Avallone, who has served as Demo­cratic chairman since early 2008, denied having a political motive in sending the letter, but some of the event’s organizers, all of them Republicans, disagreed. Dickinson is a Republican.

“I think it’s sour grapes,” said Rosemary Rascati, a Republican town councilor and dinner or­ganizer. “I’m not happy be­cause I think this is being done deliberately. If you don’t want to come to a party, then don’t come, but to try and throw a monkey wrench into some­thing as innocent as a party” is­n’t right.

She noted that when local Democrats organized a retire­ment party for Iris Papale, a De­mocrat who left the council at the beginning of 2008 after more than 30 years, no Repub­licans kicked up a similar fuss. The statute, however, lists re­tirement dinners as an excep­tion.

Prentice, one of the organiz­ers, said Thursday he had not received Avallone’s letter and could not comment on it specifically, but that the party would likely go on because of the has­sle associated with cancelling. “It would be very difficult to do that. Plus, the money we put out to Villa Capri already for down payments, that’s money out of our own personal pock­ets,” he said. “We got 200-plus tickets sold. You know what? We’ll go through with it be­cause what are they going to do to us, fine us?”
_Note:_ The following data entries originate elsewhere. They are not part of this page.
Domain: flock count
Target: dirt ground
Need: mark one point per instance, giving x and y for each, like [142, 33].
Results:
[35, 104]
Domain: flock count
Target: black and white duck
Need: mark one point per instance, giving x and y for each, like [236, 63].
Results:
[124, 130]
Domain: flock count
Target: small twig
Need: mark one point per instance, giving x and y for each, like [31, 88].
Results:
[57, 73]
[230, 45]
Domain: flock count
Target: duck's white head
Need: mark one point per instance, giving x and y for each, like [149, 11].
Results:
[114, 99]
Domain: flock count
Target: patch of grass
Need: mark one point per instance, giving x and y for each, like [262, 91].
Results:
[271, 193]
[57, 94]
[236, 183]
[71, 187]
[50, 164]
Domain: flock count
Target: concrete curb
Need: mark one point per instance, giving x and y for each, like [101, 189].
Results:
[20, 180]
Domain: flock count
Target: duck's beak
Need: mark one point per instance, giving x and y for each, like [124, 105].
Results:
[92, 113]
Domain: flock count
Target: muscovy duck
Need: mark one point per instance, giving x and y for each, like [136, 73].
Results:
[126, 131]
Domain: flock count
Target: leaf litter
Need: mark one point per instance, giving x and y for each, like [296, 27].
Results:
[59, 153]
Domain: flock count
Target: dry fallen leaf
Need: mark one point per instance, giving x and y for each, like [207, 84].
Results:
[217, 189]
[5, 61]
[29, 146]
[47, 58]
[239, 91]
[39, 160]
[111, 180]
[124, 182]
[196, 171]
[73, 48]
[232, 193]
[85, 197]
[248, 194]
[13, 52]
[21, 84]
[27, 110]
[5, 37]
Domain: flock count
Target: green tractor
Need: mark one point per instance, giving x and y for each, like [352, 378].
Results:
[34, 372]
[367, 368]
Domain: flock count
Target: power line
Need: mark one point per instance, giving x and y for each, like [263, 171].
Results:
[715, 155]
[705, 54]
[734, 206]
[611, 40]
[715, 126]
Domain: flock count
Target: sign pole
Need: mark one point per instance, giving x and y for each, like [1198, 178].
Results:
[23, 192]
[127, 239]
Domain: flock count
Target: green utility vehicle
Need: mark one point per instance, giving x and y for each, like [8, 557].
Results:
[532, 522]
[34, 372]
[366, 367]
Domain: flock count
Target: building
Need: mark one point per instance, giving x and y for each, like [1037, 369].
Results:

Nicolescu said the potential fine, if a complaint were filed, would be $2,000 per offense against any person the com­mission finds to be in violation, or twice the amount of any im­proper payment or political contribution, whichever is greater.

However Craig Fishbein, a Republican councilor and local attorney, said he had reviewed Avallone’s letter Thursday and the statute and does not think the event constitutes a viola­tion. He said that since the din­ner was organized by individ­uals, it was the equivalent of throwing a birthday party.

“I feel comfortable that his in­terpretation of the statute is wrong, based upon the fact that it is my understanding that there is no money going to Bill Dickinson,” Fishbein said. “Any money left over from this din­ner is going to the Wallingford Foundation for the Arts, so that totally exempts it from the statute. ... Let’s say the Walling­ford Foundation for the Arts has a fundraiser and he was their guest of honor. Is that any dif­ferent?”

The event organizers, about a half dozen local Republicans, have said that any profits left af­ter all costs are paid will be do­nated to the arts group.

But Avallone is sticking to his guns.

“This is the situation: If it’s against the law, they shouldn’t do it. Whether he’s been there for 25 years — people may think he’s the greatest guy in the world — the mayor’s sub­ject to the law just like everyone else,” Avallone said.

Dickinson was sworn in for his 14th consecutive term ear­lier this month and is the sec­ond longest-serving mayor in the state, behind only Prospect’s Robert Chatfield.

A copy of Avallone’s letter was faxed to his office Thurs­day afternoon by a reporter, but by the close of the business day Dickinson, who is an attorney, said he had not had time to re­view it, was unfamiliar with the situation and could not comment.

Dickinson said last week that he was not too enthusiastic about the dinner.

“I guess I’m a reluctant par­ticipant,” he said.